Negotiated session codebook compression for LLMs — cut 20-60% of tokens losslessly
Project description
ContextPack
Negotiated session codebook compression for LLMs — cut tokens, keep answers.
ContextPack is an OpenAI-compatible proxy + library that compresses the context you send to any LLM (OpenAI, Anthropic, or any OpenAI-compatible API). Unlike one-sided compressors that simply throw bytes away, its signature feature is a negotiated session codebook: it negotiates a shared abbreviation dictionary with the model, so compression is lossless — the model confirms each symbol before it's used. Pure Python, no Rust or ML binaries, works out of the box.
Why ContextPack
- Negotiated codebook (lossless). ContextPack proposes
[CP_1] = <big chunk of context>, the model acknowledges it, and every later turn sends the symbol instead of the chunk. Because the model confirmed the mapping, nothing is lost. Nothing else does this. - Content-aware compression. Separate, format-specific compressors for JSON, code, logs, stacktraces, and query-aware prose — each strips redundancy the way that format allows.
- Lazy references. Huge blobs (over a configurable token threshold) are replaced with a reference; the model retrieves the full content on demand instead of re-sending it every turn.
- Token budget optimizer + semantic dedup. Fit a conversation into a target budget and drop near-duplicate content automatically.
- 4 ways to use it: HTTP proxy, Python library, CLI, or MCP server.
- Live analytics dashboard. Watch token savings accumulate in real time at
/dashboard. - Bring-your-own-key (BYOK). Each request can carry its own upstream key, so every user pays their own bill.
- Pure Python.
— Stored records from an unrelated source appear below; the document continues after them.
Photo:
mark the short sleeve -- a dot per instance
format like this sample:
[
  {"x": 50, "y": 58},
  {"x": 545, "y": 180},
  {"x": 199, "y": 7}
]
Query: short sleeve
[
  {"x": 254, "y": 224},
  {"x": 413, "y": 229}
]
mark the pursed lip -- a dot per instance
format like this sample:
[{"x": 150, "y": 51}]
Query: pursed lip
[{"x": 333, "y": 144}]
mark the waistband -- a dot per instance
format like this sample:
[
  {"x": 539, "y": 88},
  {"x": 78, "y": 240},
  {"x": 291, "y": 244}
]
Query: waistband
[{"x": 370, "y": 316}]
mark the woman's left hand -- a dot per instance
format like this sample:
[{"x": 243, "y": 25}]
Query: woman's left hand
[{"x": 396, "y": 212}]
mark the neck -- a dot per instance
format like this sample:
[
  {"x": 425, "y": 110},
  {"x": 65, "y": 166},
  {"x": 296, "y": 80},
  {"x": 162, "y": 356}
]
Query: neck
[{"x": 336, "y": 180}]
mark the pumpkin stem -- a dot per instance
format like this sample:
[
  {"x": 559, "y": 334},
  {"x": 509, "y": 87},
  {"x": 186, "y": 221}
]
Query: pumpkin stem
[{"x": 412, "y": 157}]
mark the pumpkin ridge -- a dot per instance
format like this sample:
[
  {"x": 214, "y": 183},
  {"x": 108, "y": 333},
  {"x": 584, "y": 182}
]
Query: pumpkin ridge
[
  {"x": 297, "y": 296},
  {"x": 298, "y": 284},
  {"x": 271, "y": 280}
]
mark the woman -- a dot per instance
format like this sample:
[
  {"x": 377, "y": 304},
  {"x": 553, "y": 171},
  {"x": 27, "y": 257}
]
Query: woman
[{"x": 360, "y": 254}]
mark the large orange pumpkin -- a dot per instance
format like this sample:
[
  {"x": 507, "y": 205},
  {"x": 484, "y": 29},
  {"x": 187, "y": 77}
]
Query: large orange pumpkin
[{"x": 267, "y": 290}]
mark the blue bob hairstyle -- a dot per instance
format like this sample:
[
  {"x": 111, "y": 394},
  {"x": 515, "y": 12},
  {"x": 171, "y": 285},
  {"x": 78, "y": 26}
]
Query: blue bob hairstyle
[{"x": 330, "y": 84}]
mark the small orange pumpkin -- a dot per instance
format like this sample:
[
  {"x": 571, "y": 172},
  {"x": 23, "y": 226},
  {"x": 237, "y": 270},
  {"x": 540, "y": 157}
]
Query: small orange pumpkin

No native binaries, no downloaded ML models, no GPU.
pip install -e .and go.
Benchmarks
The core claim — compression doesn't change the model's answers — is tested two ways against real datasets (GSM8K, SQuAD v2, TruthfulQA), with deterministic sampling (seed=42) and Wilson/normal confidence intervals. The two runs answer different questions and are reported separately (never blended):
- Scale — does it hold across thousands of diverse inputs? (
gpt-4o-mini, full datasets) - Strength — does it hold on a stronger model? (
gpt-4o, N=100)
Scale — gpt-4o-mini, 6,557 cases (full datasets)
| Benchmark | N | Baseline | Compressed | Δ | Compression | Tokens saved |
|---|---|---|---|---|---|---|
| Codebook | 21 | 100% | 100% | ±0.0% | 57% | 6,852 |
| Workload (code/JSON/log) | 26 | 100% | 100% | ±0.0% | 24% | 499 |
| SQuAD v2 (prose) | 5,236 | 46.2% | 46.7% | +0.6% | 24% | 228,976 |
| GSM8K | 1,029 | 79.6% | 79.6% | ±0.000 | 0%¹ | 0 |
| TruthfulQA | 245 | 48.6% | 48.6% | ±0.000 | 0%¹ | 0 |
Strength — gpt-4o, N=100
| Benchmark | N | Baseline | Compressed | Δ | Compression |
|---|---|---|---|---|---|
| Codebook | 21 | 100% | 100% | ±0.0% | 57% |
| Workload | 26 | 100% | 100% | ±0.0% | 24% |
| SQuAD v2 | 100 | 70.7% | 70.5% | -0.2% | 20% |
| GSM8K | 100 | 88.0% | 88.0% | ±0.000 | 0%¹ |
| TruthfulQA | 100 | 56.0% | 56.0% | ±0.000 | 0%¹ |
Codebook, per scenario (the unique angle — lossless by construction, the model confirms every symbol):
| Scenario | Turns | Accuracy | Tokens saved |
|---|---|---|---|
auth_service |
6 | 100% | 41–44% |
data_schema |
7 | 100% | 58–59% |
api_spec |
8 | 100% | 60% |
Verdict: compression preserves accuracy — every delta is within ±0.6%, and the codebook path is exactly lossless on both models. On gpt-4o, GSM8K (88%) lands in the same league as published baselines (~87%), confirming the setup is sound.
¹ GSM8K/TruthfulQA are short prose with nothing to compress, so compression is a deliberate no-op — those rows prove non-interference, not savings.
Honest notes: the scale run hit the account's rate limit at full concurrency, so 1,527 cases exhausted retries (SQuAD landed at 5,236 of 5,928, TruthfulQA at 245 of 790) — the completed cases are valid and the SQuAD CI is still tight [46–48%]. The two runs use different N by design (scale vs. strength); they are reported as separate tables with their own confidence intervals and never averaged together.
Reproduce:
python -m evals.suite --tier 3 --n 200 # scale-ish, mini, cheap
python -m evals.suite --tier 3 --n 100 --model gpt-4o # strength
Quick start
git clone https://github.com/surya16122114/contextpack
cd contextpack
pip install -e .
cp .env.example .env # add your upstream key (or use bring-your-own-key per request)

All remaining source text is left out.